There is a close connection between the killings of patients and the systematic murder of European Jews. Even shortly after the start of the war in 1939, SS units in Poland targeted Jews with disabilities or mental illness. The first mass murder of Jews in the German Reich took place in 1940 as part of the »Aktion T4«: in a special campaign, more than 2,000 Jewish psychiatric patients were killed solely because of their »race«. With the »euthanasia« murders extended as of the spring of 1941 to include concentration camp prisoners who were sick or unfit to work (»Aktion 14f13«), doctors deliberately selected Jewish prisoners.

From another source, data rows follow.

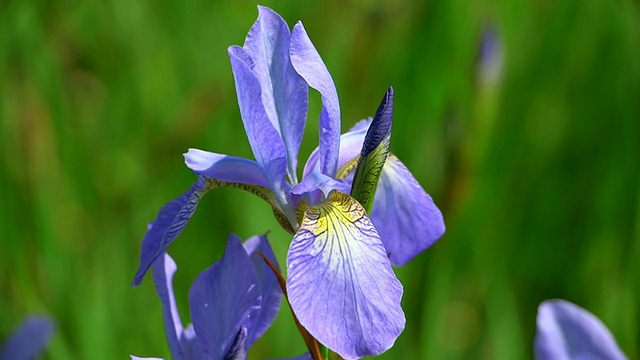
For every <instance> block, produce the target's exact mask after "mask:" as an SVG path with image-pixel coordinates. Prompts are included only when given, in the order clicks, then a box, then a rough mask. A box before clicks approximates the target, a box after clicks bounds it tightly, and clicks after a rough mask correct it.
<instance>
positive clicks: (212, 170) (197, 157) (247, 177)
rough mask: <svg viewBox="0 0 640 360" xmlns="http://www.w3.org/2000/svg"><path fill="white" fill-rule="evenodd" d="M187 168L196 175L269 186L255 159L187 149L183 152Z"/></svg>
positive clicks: (212, 177)
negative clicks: (192, 170)
mask: <svg viewBox="0 0 640 360" xmlns="http://www.w3.org/2000/svg"><path fill="white" fill-rule="evenodd" d="M184 159H185V163H186V164H187V166H188V167H189V169H191V170H193V171H194V172H195V173H196V174H198V175H205V176H208V177H210V178H213V179H216V180H220V181H229V182H234V183H241V184H251V185H258V186H263V187H269V183H267V180H266V179H265V177H264V174H263V173H262V169H261V168H260V166H259V165H258V163H256V162H255V161H252V160H249V159H244V158H239V157H235V156H229V155H223V154H216V153H212V152H208V151H203V150H198V149H189V152H187V153H186V154H184Z"/></svg>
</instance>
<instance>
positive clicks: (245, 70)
mask: <svg viewBox="0 0 640 360" xmlns="http://www.w3.org/2000/svg"><path fill="white" fill-rule="evenodd" d="M229 58H230V59H231V67H232V69H233V75H234V78H235V82H236V92H237V94H238V105H239V106H240V115H241V117H242V122H243V123H244V129H245V131H246V133H247V137H248V138H249V144H250V145H251V149H252V150H253V155H254V156H255V157H256V161H257V162H258V164H259V165H260V167H261V168H262V172H263V174H264V176H265V178H266V179H267V182H268V183H269V187H270V188H271V189H272V190H273V191H274V193H275V194H276V196H277V197H278V201H279V202H280V203H281V205H282V206H283V207H285V205H286V204H287V200H286V198H285V194H286V191H287V190H288V189H287V187H286V184H285V183H286V172H287V153H286V149H285V145H284V142H283V140H282V138H281V137H280V134H279V133H278V131H277V130H276V128H275V127H274V126H273V124H272V123H271V122H270V120H269V116H268V115H267V113H266V110H265V108H264V105H263V104H262V89H261V85H260V81H259V80H258V78H257V76H256V74H255V73H254V72H253V67H254V64H253V60H252V59H251V57H250V56H249V55H248V54H247V53H246V52H245V50H244V49H243V48H241V47H239V46H231V47H229Z"/></svg>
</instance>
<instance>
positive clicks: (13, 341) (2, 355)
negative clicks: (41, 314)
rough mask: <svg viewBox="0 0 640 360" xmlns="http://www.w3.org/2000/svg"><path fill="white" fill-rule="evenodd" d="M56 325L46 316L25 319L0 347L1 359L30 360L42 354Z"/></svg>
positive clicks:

»Aktion T4« served as a model for the »final solution to the Jewish question«. The killing technology developed for the T4 killing centres, the assembly-line-like killing procedure and the T4 personnel were all adopted to exterminate the Jews. As of the end of 1941, the »Chancellery of the Führer« assigned about 120 T4 men to carry out the murder of at least 1.6 million Jews in occupied Poland, known as »Aktion Reinhardt«. On account of their experience with mass gassings, they held key positions with regard to the establishment and organisation of the three extermination camps at Bełżec, Sobibor and Treblinka. All commandants of these camps, including Irmfried Eberl, the doctor and head of the T4 killing centres of Brandenburg an der Havel and Bernburg, belonged to T4. After the end of »Aktion Reinhardt«, around one hundred T4 staff were employed in the persecution of Jews and partisans in Italy from 1943 onwards.
Besides the personnel and organisational connections between the two programmes of murders, there is also an ideological one: the National Socialist racial ideology was based on the belief in human inequality and the targeted persecution and extermination of people regarded as inferior.